The tower was built to celebrate the centennial of the French Revolution. Its design and beauty, especially as it glows after dark, have made it one of the most visited monuments in the world.
When it was inaugurated in 1889, the Eiffel Tower, originally called "the 300 metre tower," had a total height of 312 metres. That made it the tallest tower in the world and it proudly held that title until 1931. That year, it was dethroned by New York’s Empire State Building which had a height of 381 metres.
The Eiffel Tower’s height has also not remained the same. It measures 330 metres currently including the antennas that were added at the summit in 1957, 2000 and 2022.
A few centimetres gained in summer, but lost in winter!
The beauty of this famous tower is that it stands tall and dazzling as ever sustaining all types of weather wind, cold, rain, snow, frost, heat and so on. But like any metal, puddled iron is sensitive to variations in temperature and so reacts to high temperatures in summer and low and negative temperatures in winter.
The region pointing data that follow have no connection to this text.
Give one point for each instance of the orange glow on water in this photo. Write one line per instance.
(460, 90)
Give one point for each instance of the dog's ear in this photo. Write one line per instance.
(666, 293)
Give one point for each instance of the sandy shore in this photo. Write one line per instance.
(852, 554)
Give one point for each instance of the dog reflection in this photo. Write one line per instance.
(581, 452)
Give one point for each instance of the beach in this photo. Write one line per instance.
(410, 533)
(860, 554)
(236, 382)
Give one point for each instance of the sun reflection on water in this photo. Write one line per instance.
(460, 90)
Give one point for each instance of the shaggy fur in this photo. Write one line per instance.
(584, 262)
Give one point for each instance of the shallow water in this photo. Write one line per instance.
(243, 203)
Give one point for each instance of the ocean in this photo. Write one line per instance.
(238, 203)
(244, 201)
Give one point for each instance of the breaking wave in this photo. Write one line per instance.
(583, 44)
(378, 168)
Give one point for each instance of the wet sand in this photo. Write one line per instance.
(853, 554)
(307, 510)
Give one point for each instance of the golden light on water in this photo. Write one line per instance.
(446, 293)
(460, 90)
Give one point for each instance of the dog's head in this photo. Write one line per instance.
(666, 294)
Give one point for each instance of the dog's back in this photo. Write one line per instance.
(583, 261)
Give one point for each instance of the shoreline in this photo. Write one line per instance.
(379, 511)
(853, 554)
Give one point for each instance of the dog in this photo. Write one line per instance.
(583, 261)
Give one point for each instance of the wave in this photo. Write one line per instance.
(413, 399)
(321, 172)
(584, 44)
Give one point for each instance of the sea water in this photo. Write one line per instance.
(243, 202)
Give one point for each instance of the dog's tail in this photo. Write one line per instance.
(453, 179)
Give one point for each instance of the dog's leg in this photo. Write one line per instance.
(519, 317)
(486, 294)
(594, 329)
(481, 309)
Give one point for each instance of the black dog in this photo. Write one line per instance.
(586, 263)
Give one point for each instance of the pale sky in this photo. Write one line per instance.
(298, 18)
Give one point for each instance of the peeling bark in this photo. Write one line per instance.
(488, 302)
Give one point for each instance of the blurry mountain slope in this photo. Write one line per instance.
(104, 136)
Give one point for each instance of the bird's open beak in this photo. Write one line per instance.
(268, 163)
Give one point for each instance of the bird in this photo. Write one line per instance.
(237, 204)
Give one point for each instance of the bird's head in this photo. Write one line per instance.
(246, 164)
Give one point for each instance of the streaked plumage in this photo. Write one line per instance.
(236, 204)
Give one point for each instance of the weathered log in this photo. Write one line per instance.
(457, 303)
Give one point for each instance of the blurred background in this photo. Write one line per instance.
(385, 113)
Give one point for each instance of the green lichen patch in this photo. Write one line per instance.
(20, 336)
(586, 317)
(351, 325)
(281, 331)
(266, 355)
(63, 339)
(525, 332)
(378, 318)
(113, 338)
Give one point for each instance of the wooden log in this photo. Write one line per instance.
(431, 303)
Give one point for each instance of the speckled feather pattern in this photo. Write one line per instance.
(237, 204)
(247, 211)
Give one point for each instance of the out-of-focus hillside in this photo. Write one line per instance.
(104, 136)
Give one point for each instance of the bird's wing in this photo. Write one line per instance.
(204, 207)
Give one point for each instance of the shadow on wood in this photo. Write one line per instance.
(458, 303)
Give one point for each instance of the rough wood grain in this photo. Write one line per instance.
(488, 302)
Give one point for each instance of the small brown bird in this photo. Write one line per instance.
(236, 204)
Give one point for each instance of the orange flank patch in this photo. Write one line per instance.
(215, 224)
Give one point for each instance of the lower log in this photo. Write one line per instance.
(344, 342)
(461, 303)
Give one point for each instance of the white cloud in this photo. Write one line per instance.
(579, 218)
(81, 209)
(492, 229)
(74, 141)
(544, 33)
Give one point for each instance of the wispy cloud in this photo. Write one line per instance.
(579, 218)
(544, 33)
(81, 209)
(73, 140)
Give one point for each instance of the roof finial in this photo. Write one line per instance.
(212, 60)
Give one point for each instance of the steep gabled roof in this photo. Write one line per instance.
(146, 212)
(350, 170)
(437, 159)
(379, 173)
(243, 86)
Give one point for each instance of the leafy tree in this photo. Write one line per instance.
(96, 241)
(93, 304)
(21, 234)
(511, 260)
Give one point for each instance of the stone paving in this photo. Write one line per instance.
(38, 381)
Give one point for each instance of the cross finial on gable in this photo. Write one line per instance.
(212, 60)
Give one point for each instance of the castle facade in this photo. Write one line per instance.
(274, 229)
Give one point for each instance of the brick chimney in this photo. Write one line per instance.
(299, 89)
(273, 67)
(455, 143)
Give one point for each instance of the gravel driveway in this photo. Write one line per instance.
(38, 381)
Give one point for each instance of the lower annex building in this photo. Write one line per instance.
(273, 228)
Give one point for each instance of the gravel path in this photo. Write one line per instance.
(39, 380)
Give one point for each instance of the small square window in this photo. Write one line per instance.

The question is why it expands in summer. Well, you must have studied something called thermal expansion in your physics class. When temperatures rise, heat gain causes all solid, liquid and gas matters to expand. So, by that principle, the hot weather makes Eiffel tower gain heat in summer which causes an increase in volume that makes the Eiffel Tower a few centimetres taller. Conversely, when cold winter weather arrives, the metal structure contracts and it can lose a few centimetres as well!
But do you know this expansion also causes the tower to tilt slightly away from the sun? The sun only hits one of the four sides of the tower creating an imbalance with the other three sides, that remain stable, thus causing the Eiffel Tower to lean.
The Eiffel Tower was once yellow!
We will tell you another amazing fact about this towering structure. Back in history at some point, it was yellow in colour. But how is it brown in colour now? Is there some science to that too?
No, the simple explanation to that is this: It has been repainted a number of times, an average of once in every seven years. When it opened in 1889, the Eiffel Tower sported a reddish-brown colour. A decade later, it was coated in yellow paint. The tower was yellow-brown and chestnut brown before the adoption of the current, specially mixed “Eiffel Tower Brown” in 1968.